Spring Kafka, Spring Cloud Stream, and Avro compatibility Unknown magic byte

robjwilkins :

I have a problem deserializing messages from Kafka topics. The messages have been serialized using spring-cloud-stream and Apache Avro. I am reading them using Spring Kafka and trying to deserialise them. If I use spring-cloud to both produce and consume the messages, then I can deserialize the messages fine.

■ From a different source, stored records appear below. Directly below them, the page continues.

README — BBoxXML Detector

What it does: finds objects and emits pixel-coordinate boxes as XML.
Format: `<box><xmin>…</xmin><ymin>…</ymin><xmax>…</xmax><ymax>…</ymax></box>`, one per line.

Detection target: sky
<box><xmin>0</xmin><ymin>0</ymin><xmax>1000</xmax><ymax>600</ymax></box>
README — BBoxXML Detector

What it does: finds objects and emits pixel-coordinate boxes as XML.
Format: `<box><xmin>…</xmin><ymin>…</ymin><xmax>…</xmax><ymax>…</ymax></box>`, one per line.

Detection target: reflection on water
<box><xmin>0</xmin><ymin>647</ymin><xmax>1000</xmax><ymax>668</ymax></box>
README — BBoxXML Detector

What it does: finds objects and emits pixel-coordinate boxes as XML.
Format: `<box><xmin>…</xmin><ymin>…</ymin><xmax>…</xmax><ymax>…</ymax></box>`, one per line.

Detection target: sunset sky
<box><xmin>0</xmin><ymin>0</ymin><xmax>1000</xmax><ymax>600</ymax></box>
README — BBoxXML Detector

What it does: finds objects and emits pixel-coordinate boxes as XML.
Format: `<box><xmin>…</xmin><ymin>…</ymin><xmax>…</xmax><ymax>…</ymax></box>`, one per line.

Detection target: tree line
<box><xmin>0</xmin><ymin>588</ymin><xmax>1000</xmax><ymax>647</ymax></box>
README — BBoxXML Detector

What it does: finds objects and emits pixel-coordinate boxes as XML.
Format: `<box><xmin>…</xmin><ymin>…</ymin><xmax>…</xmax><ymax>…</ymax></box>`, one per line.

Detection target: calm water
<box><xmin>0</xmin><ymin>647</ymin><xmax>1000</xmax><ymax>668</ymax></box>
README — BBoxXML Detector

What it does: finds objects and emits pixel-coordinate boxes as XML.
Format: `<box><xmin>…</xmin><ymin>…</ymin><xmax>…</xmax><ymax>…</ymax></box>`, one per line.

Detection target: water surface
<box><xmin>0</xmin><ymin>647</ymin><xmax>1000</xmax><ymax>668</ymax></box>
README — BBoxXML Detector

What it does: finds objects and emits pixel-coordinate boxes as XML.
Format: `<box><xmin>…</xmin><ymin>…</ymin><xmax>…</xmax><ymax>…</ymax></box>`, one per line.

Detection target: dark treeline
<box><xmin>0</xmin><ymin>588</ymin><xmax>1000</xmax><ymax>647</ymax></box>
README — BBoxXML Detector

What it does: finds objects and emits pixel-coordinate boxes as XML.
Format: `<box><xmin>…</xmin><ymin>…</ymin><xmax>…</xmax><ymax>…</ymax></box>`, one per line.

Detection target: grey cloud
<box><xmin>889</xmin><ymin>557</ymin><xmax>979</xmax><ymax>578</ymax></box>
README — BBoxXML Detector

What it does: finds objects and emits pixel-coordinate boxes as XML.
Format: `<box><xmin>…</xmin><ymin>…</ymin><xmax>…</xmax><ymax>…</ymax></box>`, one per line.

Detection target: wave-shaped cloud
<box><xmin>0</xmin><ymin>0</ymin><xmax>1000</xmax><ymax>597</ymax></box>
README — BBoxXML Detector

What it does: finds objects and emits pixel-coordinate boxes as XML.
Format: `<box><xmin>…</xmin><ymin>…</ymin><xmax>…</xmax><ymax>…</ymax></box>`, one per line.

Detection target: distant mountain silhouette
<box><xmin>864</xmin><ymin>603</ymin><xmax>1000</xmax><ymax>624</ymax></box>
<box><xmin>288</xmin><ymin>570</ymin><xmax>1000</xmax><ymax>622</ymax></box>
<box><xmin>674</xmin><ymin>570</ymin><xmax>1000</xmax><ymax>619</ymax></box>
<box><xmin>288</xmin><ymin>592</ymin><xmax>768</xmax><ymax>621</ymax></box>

The problem is when I consume them with Spring Kafka and then try to deserialize.

I am using a Schema Registry (both the spring-boot Schema Registry for development, and also a Confluent schema in production), but the deserialization problems seem to occur before event calling the Schema Registry.

Its hard to post all the relevant code on this question, so I have posted it in a repo in git hub: https://github.com/robjwilkins/avro-example

The object I am sending over the topic is just a simple pojo:

@Data
public class Request {
  private String message;
}

The code which produces messages on Kafka looks like this:

@EnableBinding(MessageChannels.class)
@Slf4j
@RequiredArgsConstructor
@RestController
public class ProducerController {

  private final MessageChannels messageChannels;

  @GetMapping("/produce")
  public void produceMessage() {
    Request request = new Request();
    request.setMessage("hello world");
    Message<Request> requestMessage = MessageBuilder.withPayload(request).build();
    log.debug("sending message");
    messageChannels.testRequest().send(requestMessage);
  }
}

and application.yaml:

spring:
  application.name: avro-producer
  kafka:
    bootstrap-servers: localhost:9092
    consumer.group-id: avro-producer
  cloud:
    stream:
      schema-registry-client.endpoint: http://localhost:8071
      schema.avro.dynamic-schema-generation-enabled: true
      kafka:
        binder:
          brokers: ${spring.kafka.bootstrap-servers}
      bindings:
        test-request:
          destination: test-request
          contentType: application/*+avro

Then I have a consumer:

@Slf4j
@Component
public class TopicListener {

    @KafkaListener(topics = {"test-request"})
    public void listenForMessage(ConsumerRecord<String, Request> consumerRecord) {
        log.info("listenForMessage. got a message: {}", consumerRecord);
        consumerRecord.headers().forEach(header -> log.info("header. key: {}, value: {}", header.key(), asString(header.value())));
    }

    private String asString(byte[] byteArray) {
        return new String(byteArray, Charset.defaultCharset());
    }
}

And the project which consumes has application.yaml config:

spring:
  application.name: avro-consumer
  kafka:
    bootstrap-servers: localhost:9092
    consumer:
      group-id: avro-consumer
      value-deserializer: io.confluent.kafka.serializers.KafkaAvroDeserializer
#      value-deserializer: org.apache.kafka.common.serialization.StringDeserializer
      key-deserializer: org.apache.kafka.common.serialization.StringDeserializer
      properties:
        schema.registry.url: http://localhost:8071

When the consumer gets a message it results in an exception:

2019-01-30 20:01:39.900 ERROR 30876 --- [ntainer#0-0-C-1] o.s.kafka.listener.LoggingErrorHandler   : Error while processing: null

org.apache.kafka.common.errors.SerializationException: Error deserializing key/value for partition test-request-0 at offset 43. If needed, please seek past the record to continue consumption.
Caused by: org.apache.kafka.common.errors.SerializationException: Error deserializing Avro message for id -1
Caused by: org.apache.kafka.common.errors.SerializationException: Unknown magic byte!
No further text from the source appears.